2022年10月に河野デジタル相は、「現行の健康保険証を2024年秋に廃止してマイナ保険証」に切り替えると発表しました。今回は、導入に向けて、人事・労務担当者がやるべきことを、タイムスケジュールとともに具体的に紹介します。

「マイナンバー保険証(マイナ保険証)」とは?

マイナ保険証とは、マイナンバーカードを健康保険証として利用する仕組みのことで、2021年10月からスタートしています。デジタル庁の調査では、健康保険証として使える認知度は73.9%となっています。しかし、マイナンバーカードを取得したと回答した人のうち、健康保険証としての利用申し込み状況は43.6%で、マイナ保険証の利用は進んでいません。

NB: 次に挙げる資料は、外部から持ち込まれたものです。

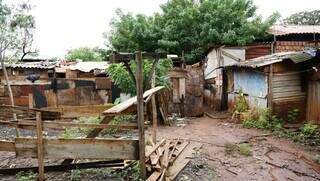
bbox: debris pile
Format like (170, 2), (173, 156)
(146, 139), (201, 181)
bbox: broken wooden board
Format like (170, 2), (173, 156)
(168, 143), (202, 180)
(15, 138), (139, 160)
(103, 86), (164, 114)
(0, 120), (138, 130)
(0, 140), (15, 152)
(41, 104), (113, 118)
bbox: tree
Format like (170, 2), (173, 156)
(283, 10), (320, 25)
(65, 47), (111, 61)
(0, 0), (34, 123)
(107, 0), (279, 61)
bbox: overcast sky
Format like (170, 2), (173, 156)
(13, 0), (320, 58)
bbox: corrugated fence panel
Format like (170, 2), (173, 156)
(307, 81), (320, 124)
(272, 72), (306, 102)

業種別マイナンバーカード取得状況等調査(ネット調査)の結果

(出典)業種別マイナンバーカード取得状況等調査(ネット調査)の結果 – デジタル庁(p.5、p.7)

マイナンバーカードをマイナ保険証として利用するには、事前の申し込みが必要です。スマートフォン、パソコンなどでマイナポータルからのオンライン申し込みや、セブン銀行ATMや一部の病院・薬局などでも申し込めます。登録の際には、マイナンバーカードとマイナンバーカード受け取り時に設定した数字4桁の暗証番号を準備します。

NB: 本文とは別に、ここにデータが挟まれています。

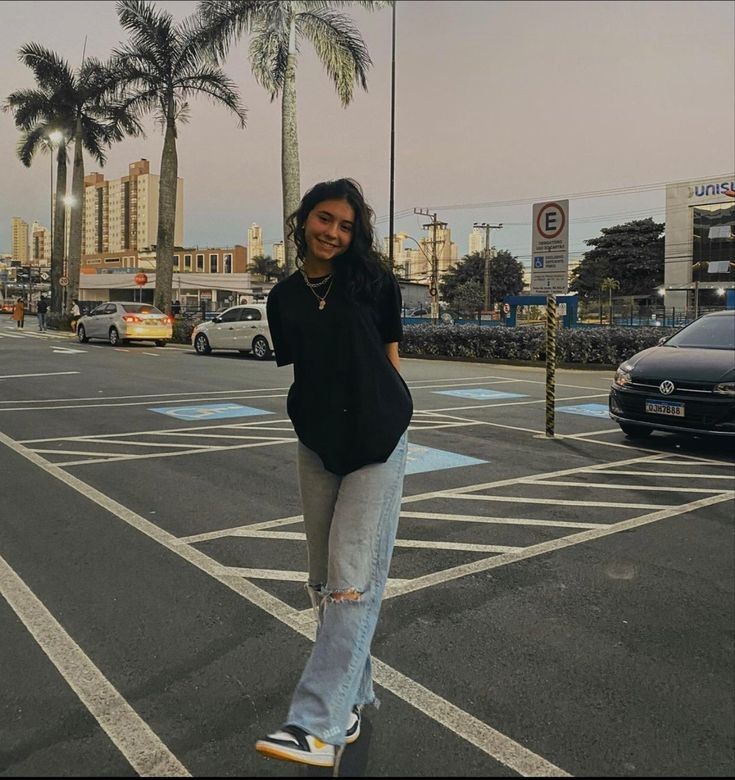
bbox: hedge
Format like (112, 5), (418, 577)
(401, 324), (677, 367)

マイナンバーカードの健康保険証利用についての詳細はこちらから確認してください。

マイナ保険証のメリット・デメリット

マイナ保険証に移行すると、医療分野のデジタル化が進みます。考えられるメリット・デメリットは以下のとおりです。

従業員のメリット

従業員がマイナ保険証を利用することで、どのようなメリットが生まれるのでしょうか。

(1)就職・転職・引越しをしても健康保険証として継続して使える

就職・転職・引越しなどで取得や喪失しても、マイナ保険証が使えます。登録状況の確認は、マイナポータルの「申込状況を確認」から確認できます。

マイナンバーカードが健康保険証として利用できます

(2)特定健診情報や診療・薬剤情報・医療費がチェック可能に

医療機関・薬局を変更しても、本人が同意すれば、マイナポータルで診療、薬剤情報、医療費、特定検診情報など過去の情報が閲覧できます。医療情報を用紙に記入したり、口頭で説明する必要もなくなり、正確な情報が伝わることで適切な医療を受けられます。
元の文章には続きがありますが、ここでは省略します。